E qui mentre Cracco e Bastianich si sono dilettati a metter alla prova la loro fisicità uscendo in canoa e allenandosi con gli atleti veri, Cannavacciuolo e Barbieri si sono occupati di seguire le due brigate cuciniere: la blu con a capo Giulia e la rossa guidata da Loredana.

I due schieramenti si sono impegnati nel preparare un pranzo per gli sportivi a base di pasta: spaghetti aglio, olio e vongole e fusilli con friggitelli e salsiccia come piatto principale e poi libero sfogo alla fantasia per inventarsi un antipasto e un dolce sempre con la pasta, l’alimento base della nostra dieta mediterranea. Entrambi i gruppi hanno rispettato appieno la tradizione campana utilizzando pomodori, mozzarelle e melanzane, e per il dessert hanno reinterpretato la torta caprese e quella alla ricotta utilizzando dell’originale pasta fritta. Nonostante gli scontri all’interno della brigata rossa per l’atteggiamento dispotico e per nulla accomodante di Loredana, la sua tenacia ha portato ugualmente i compagni alla vittoria (contro i pronostici della serpe Gloria che aveva previsto la sconfitta dalla squadra con Loredana e Mariangela) e ha mandato al Pressure test Giulia, Roberto, Michele il giovane e Gabriele. In pratica tutti i blu, tranne Michele Pirozzi, che invece viene graziato dai giudici e quindi salvato perché ritenuto più bravo dei suoi compagni nel corso della prova.

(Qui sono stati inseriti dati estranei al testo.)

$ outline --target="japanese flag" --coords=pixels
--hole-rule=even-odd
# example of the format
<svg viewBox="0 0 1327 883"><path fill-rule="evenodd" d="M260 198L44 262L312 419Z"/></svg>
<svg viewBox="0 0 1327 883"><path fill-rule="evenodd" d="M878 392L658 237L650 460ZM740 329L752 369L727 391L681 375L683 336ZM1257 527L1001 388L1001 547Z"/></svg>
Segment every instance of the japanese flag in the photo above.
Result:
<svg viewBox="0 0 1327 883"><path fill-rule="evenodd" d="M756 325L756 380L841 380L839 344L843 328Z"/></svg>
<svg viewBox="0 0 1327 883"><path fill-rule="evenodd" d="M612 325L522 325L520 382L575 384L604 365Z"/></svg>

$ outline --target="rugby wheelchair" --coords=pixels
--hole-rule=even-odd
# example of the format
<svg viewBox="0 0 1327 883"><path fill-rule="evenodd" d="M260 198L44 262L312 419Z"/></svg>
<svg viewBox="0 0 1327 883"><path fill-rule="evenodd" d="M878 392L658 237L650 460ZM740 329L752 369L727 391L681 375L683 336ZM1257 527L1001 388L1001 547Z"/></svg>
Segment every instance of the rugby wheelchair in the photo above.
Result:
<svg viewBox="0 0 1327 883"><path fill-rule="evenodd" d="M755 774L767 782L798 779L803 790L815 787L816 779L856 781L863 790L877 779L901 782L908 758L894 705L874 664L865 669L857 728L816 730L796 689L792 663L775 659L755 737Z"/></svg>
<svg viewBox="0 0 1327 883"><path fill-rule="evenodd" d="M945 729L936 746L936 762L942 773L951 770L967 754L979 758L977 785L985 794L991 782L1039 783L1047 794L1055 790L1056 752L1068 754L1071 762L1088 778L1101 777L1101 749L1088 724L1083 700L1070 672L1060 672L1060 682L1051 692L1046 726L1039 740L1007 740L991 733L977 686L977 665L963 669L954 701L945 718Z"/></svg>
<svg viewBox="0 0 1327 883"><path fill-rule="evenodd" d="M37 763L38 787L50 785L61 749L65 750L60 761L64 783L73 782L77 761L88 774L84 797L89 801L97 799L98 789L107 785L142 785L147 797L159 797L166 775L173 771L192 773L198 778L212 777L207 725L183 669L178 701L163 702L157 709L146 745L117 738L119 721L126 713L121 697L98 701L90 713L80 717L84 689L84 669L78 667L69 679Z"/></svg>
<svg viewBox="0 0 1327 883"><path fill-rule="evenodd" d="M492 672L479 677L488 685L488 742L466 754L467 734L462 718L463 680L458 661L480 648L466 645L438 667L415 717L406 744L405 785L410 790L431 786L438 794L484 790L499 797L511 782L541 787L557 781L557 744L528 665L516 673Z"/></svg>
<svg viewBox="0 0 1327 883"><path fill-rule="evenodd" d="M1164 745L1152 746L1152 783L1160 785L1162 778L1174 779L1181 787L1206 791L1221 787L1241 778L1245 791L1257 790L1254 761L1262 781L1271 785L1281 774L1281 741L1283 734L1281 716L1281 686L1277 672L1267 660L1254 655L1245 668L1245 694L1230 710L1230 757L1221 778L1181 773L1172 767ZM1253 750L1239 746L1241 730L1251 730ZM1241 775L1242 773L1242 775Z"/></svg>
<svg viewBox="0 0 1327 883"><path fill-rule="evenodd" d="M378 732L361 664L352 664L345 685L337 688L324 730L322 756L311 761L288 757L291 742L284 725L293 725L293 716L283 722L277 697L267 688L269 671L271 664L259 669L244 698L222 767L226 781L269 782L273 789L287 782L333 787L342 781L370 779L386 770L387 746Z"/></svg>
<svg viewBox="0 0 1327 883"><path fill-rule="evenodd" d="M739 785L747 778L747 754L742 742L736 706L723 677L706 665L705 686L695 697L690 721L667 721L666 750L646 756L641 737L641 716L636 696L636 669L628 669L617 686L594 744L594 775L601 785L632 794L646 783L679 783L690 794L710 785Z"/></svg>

Il Pressure test ha visto i quatto sfidanti salire a bordo, insieme ai quattro giudici, di un favoloso catamarano alla volta di Procida, perla dell’arcipelago delle isole Flegree. L’ultima sfida della serata è stata un’impegnativa prova di cucina per preparare piatti di mare ordinati direttamente da Cracco, Barbieri, Cannavacciuolo e Bastianich. E mentre i giudici, in attesa di gustare il loro pranzo multiportata se la spassavano sorseggiando bollicine, parlando di tuffi e altre amenità – senza però mettersi in costume e lanciarsi dalla barca provando il tuffo a cufaniello tanto sponsorizzato da Cannavacciuolo - gli sfidanti sudavano sette camicie in cambusa per soddisfare le richieste dei quattro clienti d’eccezione.

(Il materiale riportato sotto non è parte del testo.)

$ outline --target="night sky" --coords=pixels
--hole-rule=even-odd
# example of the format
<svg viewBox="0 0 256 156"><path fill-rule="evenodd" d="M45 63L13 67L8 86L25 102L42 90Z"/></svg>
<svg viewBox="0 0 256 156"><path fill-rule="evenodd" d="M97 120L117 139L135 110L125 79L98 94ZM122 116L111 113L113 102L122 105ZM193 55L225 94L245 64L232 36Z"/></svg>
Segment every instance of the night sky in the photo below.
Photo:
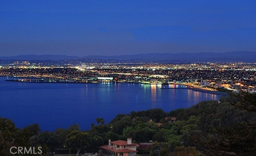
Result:
<svg viewBox="0 0 256 156"><path fill-rule="evenodd" d="M256 0L0 1L0 56L256 51Z"/></svg>

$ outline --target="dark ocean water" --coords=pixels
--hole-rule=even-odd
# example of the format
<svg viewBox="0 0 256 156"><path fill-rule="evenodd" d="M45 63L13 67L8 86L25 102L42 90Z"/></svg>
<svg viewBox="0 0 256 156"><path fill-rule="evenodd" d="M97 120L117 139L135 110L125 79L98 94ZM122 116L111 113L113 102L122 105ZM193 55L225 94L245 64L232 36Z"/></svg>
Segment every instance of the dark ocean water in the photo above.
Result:
<svg viewBox="0 0 256 156"><path fill-rule="evenodd" d="M219 96L179 85L37 83L7 82L0 77L0 116L12 120L22 128L37 123L42 131L66 128L78 123L90 128L97 117L105 123L117 114L161 108L166 112L187 108L198 102L218 100Z"/></svg>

Insalata di anguria e bottarga, astice alla catalana, pesce all’acqua pazza e polipetti alla Luciana sono state le quattro portate ordinate. E’ stato singolare vedere che nessuno dei concorrenti avesse la minima idea di come si cucina un astice alla catalana, quando in altre situazioni più estreme li abbiamo visti tirare fuori piatti da applausi da combinazioni impossibili. E invece ieri sera si sono persi, come si suol dire, in un bicchiere d’acqua.

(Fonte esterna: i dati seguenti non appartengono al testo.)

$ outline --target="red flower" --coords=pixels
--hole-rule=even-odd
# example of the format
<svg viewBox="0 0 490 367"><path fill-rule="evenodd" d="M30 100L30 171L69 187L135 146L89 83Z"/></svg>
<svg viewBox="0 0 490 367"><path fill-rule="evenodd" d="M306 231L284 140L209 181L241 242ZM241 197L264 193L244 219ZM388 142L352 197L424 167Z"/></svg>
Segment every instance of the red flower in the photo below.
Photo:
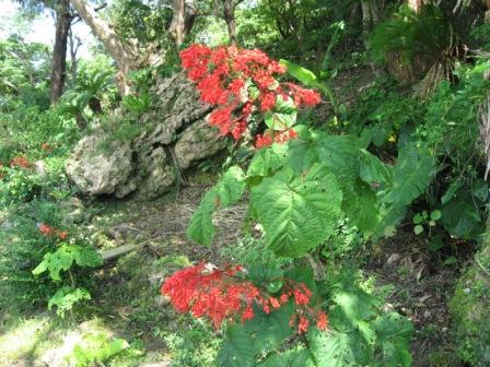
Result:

Eppure si trattava di ricette note e che dovrebbero essere tali soprattutto a chi è appassionato di cucina ed è lì in quanto ritenuto tra i migliori cuochi amatoriali d’Italia. Invece è stato deludente vedere pesci troppo cotti, sughi acquosi, ingredienti sbagliati, spezie in eccesso, errori che non hanno perdonato Gabriele e Roberto, rimasti in sospeso fino alla prossima puntata, dove si sfideranno in un ultimo Pressure test che decreterà chi dovrà abbandonare la cucina più famosa della TV.
Suspense fino a giovedì prossimo, i giochi si fanno duri e i cuochi finiscono di giocare.